Los profetas antiguos anunciaban la intervención de Dios en la historia para restablecer la justicia: Dios es rey del mundo y va a tomar las riendas de todo lo humano para reivindicar a los olvidados y llenar de dignidad a los oprimidos.
Jesús de Nazaret anuncia, por encima de todo, que ese Reino que los profetas anunciaron ya está aquí, comenzando. Con sus palabras, él anuncia su presencia; con sus gestos, él mismo lo inaugura: los enfermos empiezan a recuperar la salud, los ciegos comienzan a ver, los oprimidos son liberados, los pobres reciben la Buena Noticia, los muertos resucitan.
Un comienzo prometedor: así lo vieron la mayoría de sus paisanos, sobre todo los sencillos. Pero esa siembra del Reino, que comenzó por Galilea, se frustró a las puertas de Jerusalén. ¿Qué ha sucedido? Parece que Jesús quería, pero no pudo; sus intenciones fueron buenas, pero, como sucede siempre en la historia, las fuerzas del mal se unen para acabar con la esperanza. Parece que a Jesús no le dejaron continuar su obra de instaurar el Reino de Dios en la tierra.
Pero, entonces, la pretensión de Jesús, llena de buena voluntad, fue mentira. No era de Dios lo que él predicaba y obraba, sino sueño suyo. Si hubiera dependido de Dios, el Todopoderoso habría sostenido su obra, no habría permitido que fracasara su profeta.
La misión de Jesús fue preciosa, pero fracasó: ¿no es esto signo de que no era de Dios?
La paradoja habita en el corazón del Reino, en la esencia del cristianismo.
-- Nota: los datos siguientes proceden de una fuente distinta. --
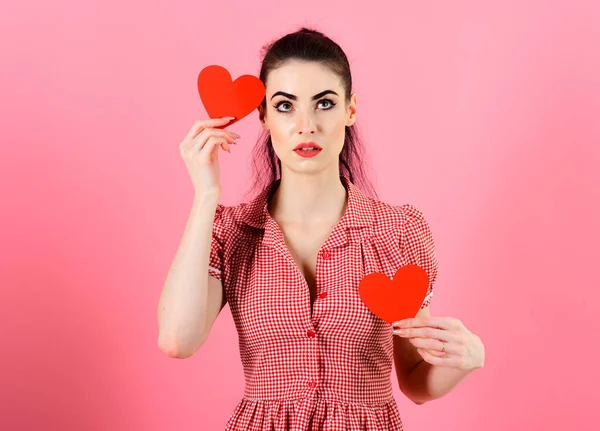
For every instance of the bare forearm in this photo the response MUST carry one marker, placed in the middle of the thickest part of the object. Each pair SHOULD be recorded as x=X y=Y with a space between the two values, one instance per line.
x=428 y=382
x=183 y=301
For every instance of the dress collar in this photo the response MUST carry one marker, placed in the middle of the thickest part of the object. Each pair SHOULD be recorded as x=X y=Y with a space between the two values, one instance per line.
x=359 y=212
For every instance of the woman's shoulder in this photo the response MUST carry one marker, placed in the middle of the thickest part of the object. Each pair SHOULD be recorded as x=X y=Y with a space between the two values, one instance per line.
x=388 y=215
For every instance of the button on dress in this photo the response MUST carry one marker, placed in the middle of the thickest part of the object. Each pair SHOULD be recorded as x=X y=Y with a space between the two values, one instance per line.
x=329 y=370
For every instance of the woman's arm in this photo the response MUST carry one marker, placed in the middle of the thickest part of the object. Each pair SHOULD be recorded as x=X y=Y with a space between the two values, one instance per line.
x=422 y=381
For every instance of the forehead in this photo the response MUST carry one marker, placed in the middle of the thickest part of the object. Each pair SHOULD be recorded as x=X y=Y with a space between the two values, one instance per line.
x=303 y=79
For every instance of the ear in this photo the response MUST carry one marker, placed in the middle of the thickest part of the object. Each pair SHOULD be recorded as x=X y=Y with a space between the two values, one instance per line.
x=351 y=111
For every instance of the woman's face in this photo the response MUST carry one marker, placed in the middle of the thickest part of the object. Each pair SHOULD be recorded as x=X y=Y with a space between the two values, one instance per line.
x=306 y=103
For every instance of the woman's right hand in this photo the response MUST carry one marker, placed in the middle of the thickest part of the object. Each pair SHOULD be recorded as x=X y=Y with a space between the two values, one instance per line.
x=199 y=150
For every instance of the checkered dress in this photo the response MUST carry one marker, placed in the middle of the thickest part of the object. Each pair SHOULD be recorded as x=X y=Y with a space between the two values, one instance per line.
x=330 y=370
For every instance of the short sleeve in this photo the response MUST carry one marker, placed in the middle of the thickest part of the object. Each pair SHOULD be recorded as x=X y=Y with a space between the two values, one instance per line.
x=216 y=265
x=418 y=247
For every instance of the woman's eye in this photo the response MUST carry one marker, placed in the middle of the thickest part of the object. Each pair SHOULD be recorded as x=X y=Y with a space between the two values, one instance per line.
x=281 y=104
x=329 y=102
x=328 y=105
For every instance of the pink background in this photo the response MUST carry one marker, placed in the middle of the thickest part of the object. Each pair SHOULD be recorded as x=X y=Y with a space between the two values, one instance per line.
x=484 y=114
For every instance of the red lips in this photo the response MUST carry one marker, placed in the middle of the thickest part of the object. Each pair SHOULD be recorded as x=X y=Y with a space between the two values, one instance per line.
x=307 y=145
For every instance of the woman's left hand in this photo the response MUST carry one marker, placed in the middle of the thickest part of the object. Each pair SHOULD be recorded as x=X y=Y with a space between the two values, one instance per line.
x=443 y=341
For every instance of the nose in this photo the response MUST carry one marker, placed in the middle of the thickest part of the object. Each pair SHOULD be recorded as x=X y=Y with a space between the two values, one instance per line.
x=305 y=123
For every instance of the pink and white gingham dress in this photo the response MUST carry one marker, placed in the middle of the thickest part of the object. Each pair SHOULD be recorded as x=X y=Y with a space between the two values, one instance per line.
x=331 y=370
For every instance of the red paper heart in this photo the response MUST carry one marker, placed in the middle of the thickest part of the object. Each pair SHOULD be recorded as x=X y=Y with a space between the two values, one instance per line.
x=223 y=97
x=396 y=299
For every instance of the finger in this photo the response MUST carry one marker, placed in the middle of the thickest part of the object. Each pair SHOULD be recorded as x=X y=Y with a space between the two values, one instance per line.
x=421 y=321
x=434 y=346
x=428 y=332
x=214 y=141
x=199 y=125
x=436 y=360
x=210 y=132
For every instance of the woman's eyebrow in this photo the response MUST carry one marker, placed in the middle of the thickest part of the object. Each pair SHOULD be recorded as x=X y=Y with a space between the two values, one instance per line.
x=315 y=97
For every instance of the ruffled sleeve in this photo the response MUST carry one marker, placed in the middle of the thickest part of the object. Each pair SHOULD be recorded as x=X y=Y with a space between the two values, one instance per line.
x=417 y=245
x=216 y=265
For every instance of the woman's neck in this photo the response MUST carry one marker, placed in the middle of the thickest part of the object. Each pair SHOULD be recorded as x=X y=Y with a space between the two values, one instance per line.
x=308 y=199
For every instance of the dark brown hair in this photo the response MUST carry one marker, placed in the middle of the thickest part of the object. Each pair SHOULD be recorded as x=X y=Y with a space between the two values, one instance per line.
x=308 y=45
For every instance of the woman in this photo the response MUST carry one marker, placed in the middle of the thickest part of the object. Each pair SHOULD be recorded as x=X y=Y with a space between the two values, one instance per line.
x=289 y=263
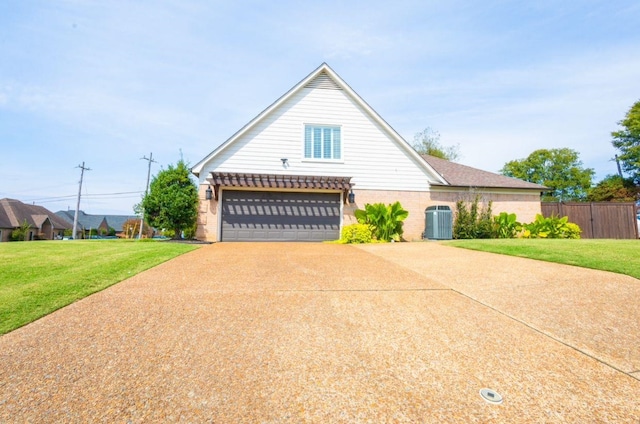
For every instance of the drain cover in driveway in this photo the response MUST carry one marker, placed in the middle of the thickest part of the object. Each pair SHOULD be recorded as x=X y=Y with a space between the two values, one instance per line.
x=491 y=396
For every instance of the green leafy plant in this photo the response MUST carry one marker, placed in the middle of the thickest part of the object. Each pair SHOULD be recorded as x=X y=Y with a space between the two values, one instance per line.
x=551 y=227
x=385 y=220
x=356 y=234
x=472 y=221
x=505 y=225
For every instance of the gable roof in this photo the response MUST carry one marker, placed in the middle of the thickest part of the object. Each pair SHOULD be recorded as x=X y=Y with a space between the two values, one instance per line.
x=88 y=221
x=465 y=176
x=13 y=213
x=325 y=77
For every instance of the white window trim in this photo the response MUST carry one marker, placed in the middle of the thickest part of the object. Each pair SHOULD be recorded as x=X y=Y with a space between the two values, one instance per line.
x=322 y=160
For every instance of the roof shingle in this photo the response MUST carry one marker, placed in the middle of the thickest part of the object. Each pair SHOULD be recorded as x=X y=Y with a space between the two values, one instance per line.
x=466 y=176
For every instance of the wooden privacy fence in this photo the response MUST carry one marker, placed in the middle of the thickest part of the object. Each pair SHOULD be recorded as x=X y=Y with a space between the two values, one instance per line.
x=599 y=219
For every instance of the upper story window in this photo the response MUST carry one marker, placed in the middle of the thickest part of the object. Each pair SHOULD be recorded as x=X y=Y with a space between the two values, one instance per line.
x=322 y=142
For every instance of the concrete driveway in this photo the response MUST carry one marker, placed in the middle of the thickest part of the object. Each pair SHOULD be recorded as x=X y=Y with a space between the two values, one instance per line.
x=406 y=332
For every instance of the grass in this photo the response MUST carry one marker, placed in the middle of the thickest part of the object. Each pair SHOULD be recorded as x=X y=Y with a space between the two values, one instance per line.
x=37 y=278
x=620 y=256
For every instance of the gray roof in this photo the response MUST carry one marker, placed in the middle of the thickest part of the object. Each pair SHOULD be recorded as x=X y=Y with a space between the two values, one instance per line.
x=87 y=221
x=13 y=213
x=465 y=176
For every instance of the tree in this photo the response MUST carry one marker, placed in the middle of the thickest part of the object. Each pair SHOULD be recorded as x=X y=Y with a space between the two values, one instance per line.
x=627 y=141
x=558 y=169
x=614 y=188
x=427 y=142
x=172 y=201
x=131 y=228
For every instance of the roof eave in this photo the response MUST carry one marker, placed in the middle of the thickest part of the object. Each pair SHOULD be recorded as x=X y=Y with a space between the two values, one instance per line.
x=197 y=168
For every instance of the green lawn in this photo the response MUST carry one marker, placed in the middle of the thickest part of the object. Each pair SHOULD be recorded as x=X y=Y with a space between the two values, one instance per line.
x=621 y=256
x=36 y=278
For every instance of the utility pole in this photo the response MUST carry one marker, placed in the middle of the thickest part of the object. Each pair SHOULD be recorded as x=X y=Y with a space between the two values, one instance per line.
x=619 y=170
x=75 y=216
x=146 y=190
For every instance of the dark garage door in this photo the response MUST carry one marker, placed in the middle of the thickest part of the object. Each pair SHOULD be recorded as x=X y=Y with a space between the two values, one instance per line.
x=280 y=216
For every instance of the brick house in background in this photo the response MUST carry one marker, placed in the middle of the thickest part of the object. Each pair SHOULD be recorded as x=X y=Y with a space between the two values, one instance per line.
x=300 y=169
x=101 y=223
x=43 y=224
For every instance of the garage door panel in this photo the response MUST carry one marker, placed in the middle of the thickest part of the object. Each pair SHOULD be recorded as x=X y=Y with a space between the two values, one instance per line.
x=272 y=216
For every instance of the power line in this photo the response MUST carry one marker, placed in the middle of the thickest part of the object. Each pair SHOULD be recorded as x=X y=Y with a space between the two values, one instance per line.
x=75 y=215
x=146 y=190
x=118 y=195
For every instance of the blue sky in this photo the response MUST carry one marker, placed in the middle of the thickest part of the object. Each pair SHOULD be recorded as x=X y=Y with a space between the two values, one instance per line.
x=109 y=82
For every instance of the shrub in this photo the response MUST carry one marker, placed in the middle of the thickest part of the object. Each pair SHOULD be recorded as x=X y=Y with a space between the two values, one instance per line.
x=551 y=227
x=471 y=222
x=505 y=225
x=385 y=220
x=356 y=234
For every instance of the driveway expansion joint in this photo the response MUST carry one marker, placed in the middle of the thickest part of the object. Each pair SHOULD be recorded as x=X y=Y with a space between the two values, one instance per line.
x=551 y=336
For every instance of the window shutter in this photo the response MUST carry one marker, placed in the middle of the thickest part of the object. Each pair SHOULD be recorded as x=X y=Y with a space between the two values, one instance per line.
x=326 y=133
x=317 y=143
x=307 y=141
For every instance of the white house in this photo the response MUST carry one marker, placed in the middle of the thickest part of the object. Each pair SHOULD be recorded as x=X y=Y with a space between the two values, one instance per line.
x=289 y=173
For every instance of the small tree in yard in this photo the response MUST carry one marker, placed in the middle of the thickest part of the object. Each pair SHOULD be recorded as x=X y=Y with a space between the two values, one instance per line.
x=172 y=201
x=131 y=228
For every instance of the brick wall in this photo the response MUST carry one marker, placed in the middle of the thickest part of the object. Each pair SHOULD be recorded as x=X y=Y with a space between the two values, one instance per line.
x=525 y=206
x=207 y=216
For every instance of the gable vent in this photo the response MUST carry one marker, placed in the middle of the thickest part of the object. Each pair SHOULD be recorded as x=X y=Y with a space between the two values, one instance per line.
x=323 y=81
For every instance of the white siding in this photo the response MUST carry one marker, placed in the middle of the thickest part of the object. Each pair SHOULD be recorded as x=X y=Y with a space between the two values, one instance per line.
x=370 y=156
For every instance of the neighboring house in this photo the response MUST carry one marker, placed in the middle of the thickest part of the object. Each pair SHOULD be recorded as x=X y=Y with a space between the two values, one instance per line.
x=43 y=224
x=300 y=169
x=100 y=223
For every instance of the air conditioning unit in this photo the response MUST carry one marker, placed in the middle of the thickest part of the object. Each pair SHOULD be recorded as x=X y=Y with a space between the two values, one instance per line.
x=438 y=223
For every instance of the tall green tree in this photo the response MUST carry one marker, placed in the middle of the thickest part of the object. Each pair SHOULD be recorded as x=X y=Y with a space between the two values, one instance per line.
x=172 y=201
x=559 y=169
x=614 y=188
x=627 y=141
x=427 y=142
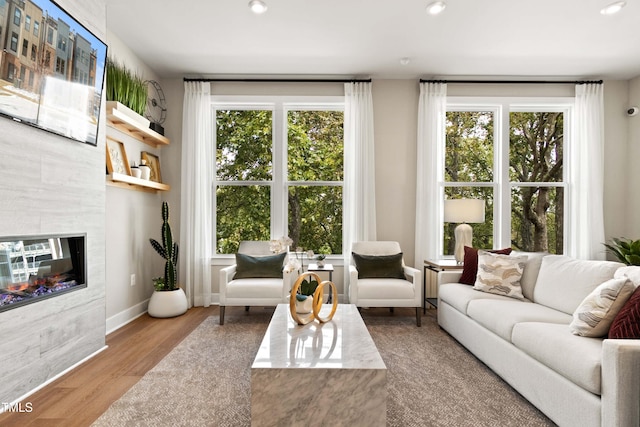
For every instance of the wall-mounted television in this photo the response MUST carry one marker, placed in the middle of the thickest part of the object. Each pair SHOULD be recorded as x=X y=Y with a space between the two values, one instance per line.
x=51 y=69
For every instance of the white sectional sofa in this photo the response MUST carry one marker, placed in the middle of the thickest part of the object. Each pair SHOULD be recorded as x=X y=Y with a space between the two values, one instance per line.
x=574 y=380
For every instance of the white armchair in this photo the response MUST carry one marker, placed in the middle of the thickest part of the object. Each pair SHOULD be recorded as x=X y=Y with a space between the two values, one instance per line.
x=253 y=291
x=370 y=291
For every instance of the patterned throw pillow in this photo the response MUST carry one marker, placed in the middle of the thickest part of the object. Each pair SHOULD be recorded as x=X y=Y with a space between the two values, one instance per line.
x=594 y=315
x=626 y=324
x=470 y=268
x=500 y=274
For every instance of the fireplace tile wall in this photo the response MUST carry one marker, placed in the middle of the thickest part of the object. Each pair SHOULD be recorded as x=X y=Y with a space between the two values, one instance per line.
x=53 y=185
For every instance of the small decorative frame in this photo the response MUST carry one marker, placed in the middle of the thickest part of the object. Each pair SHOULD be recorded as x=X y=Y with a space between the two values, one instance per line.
x=153 y=162
x=117 y=161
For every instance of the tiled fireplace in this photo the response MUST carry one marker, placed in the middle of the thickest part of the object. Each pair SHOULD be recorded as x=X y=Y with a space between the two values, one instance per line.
x=36 y=268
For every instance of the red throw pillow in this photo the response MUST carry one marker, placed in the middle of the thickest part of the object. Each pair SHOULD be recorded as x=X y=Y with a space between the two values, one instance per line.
x=470 y=269
x=626 y=324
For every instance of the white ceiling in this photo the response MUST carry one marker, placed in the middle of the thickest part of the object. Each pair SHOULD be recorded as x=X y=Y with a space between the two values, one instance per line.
x=367 y=38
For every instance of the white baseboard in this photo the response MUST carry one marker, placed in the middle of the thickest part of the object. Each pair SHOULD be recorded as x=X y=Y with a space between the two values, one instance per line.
x=117 y=321
x=50 y=380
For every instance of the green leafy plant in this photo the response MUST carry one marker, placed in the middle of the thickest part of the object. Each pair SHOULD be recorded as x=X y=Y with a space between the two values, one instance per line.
x=169 y=251
x=625 y=250
x=125 y=87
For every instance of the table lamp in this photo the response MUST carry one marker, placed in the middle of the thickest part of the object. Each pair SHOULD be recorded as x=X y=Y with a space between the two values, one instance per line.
x=463 y=211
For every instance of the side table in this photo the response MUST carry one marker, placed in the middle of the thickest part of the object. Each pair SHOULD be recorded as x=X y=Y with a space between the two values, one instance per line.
x=327 y=268
x=430 y=281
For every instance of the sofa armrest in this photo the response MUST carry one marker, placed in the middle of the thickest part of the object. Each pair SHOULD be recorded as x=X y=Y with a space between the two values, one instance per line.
x=449 y=276
x=414 y=276
x=353 y=285
x=226 y=275
x=621 y=383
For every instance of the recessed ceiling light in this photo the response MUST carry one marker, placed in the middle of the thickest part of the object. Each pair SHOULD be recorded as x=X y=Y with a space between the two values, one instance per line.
x=436 y=7
x=613 y=8
x=258 y=6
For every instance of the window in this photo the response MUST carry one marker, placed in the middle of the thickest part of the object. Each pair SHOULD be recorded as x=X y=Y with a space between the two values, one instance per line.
x=509 y=154
x=14 y=42
x=60 y=65
x=279 y=172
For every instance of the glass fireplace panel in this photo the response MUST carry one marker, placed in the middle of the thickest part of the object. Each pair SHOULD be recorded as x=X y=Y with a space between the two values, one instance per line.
x=40 y=267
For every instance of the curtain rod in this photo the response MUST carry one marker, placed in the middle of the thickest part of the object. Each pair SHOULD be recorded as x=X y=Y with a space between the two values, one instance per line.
x=575 y=82
x=256 y=80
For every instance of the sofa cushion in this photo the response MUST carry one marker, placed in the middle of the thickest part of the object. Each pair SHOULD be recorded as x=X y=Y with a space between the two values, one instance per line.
x=626 y=325
x=632 y=272
x=500 y=274
x=594 y=315
x=530 y=273
x=500 y=316
x=254 y=288
x=248 y=266
x=458 y=295
x=563 y=282
x=371 y=266
x=385 y=289
x=579 y=359
x=470 y=268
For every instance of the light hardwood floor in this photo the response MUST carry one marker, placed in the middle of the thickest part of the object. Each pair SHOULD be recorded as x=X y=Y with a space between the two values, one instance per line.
x=82 y=395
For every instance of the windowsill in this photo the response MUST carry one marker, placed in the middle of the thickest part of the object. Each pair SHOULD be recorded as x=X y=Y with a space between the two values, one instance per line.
x=230 y=259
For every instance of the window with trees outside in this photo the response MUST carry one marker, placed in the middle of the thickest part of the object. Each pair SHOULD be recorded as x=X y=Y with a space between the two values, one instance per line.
x=511 y=155
x=279 y=171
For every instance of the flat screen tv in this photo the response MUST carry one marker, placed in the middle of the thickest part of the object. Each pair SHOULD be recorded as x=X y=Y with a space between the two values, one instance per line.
x=51 y=69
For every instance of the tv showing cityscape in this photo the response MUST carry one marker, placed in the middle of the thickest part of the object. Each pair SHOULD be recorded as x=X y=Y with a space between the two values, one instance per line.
x=51 y=69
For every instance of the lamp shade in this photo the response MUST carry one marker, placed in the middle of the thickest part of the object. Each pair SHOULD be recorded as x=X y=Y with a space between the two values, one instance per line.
x=464 y=210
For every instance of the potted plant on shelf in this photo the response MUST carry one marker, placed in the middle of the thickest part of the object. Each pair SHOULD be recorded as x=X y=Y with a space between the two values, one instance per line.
x=168 y=299
x=626 y=251
x=126 y=92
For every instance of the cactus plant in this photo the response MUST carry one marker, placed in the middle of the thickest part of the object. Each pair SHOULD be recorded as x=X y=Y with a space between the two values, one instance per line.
x=169 y=251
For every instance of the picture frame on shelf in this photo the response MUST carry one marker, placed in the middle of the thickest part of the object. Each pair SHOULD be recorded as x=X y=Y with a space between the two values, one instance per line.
x=153 y=162
x=117 y=161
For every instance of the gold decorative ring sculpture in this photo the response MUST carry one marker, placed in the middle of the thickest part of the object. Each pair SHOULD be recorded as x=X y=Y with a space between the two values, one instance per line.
x=317 y=300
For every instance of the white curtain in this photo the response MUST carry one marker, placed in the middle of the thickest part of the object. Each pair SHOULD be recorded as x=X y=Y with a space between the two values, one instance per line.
x=197 y=178
x=432 y=110
x=359 y=168
x=587 y=174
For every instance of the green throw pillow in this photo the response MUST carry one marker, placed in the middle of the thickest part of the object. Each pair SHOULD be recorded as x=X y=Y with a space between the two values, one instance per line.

Jesús mismo vivió esta paradoja y, por ello, utilizó la parábola de la semilla para explicar cuál es la dinámica del Reino: no es irrupción desbordante, sino siembra pequeña de futuro. El Reino tiene que ver con lo pequeño y con el tiempo, tiene que ver con la paciencia. El Reino no es evidente: actúa desde el interior y crece sin hacer mucho ruido.
La semilla, al final, será ejemplo definitivo para la verdad del Reino: el grano de trigo tiene que morir para que dé fruto; es decir, el fracaso de Jesús forma parte de la irrupción del Reino de Dios. Él no solo viene a hablar del Reino y a empezar a actuarlo: él es el Reino, él es la semilla; por eso, tiene que ser sembrado en lo profundo de la tierra y el silencio: para producir frutos que siempre permanezcan.
El sembrador se convierte en semilla. Por eso, también vemos otra paradoja en los evangelios, en el corazón del cristianismo: Jesús anunció el Reinado de Dios y la Iglesia anuncia a Jesús como rey. Jesús no es solo sembrador, sino semilla; él no es solo profeta del Reino, sino rey en nombre de Dios.
Un rey, de nuevo, marcado por la paradoja de las cosas de Dios, de su poder desbordante. Es un rey en el trono de la cruz, en una corte de ladrones, con una corona de espinas, con un ejército que se burla de él y le da bofetadas, con unos amigos y ministros que le abandonan en el momento de la coronación.
Por eso, este rey se identifica con todos los fracasados y olvidados: quiere que lo descubramos allí donde nadie mira, entre los despojos de la historia. Por eso nadie lo sabe ver: porque el Reino está despuntando allí donde nadie mira, toda su fuerza habita en los que no tienen poder.
¡Qué preocupados andamos por las intrigas del poder y la fuerza de la mentira de los medios de comunicación! ¡Pero qué poco sabemos mirar donde Dios actúa: en los de abajo, en los que no salen en las noticias, en los creyentes fieles que, día a día, se atreven a creer y a amar! En ellos está brotando el Reino, inexorable, imparable: Dios mismo es el garante de su verdad.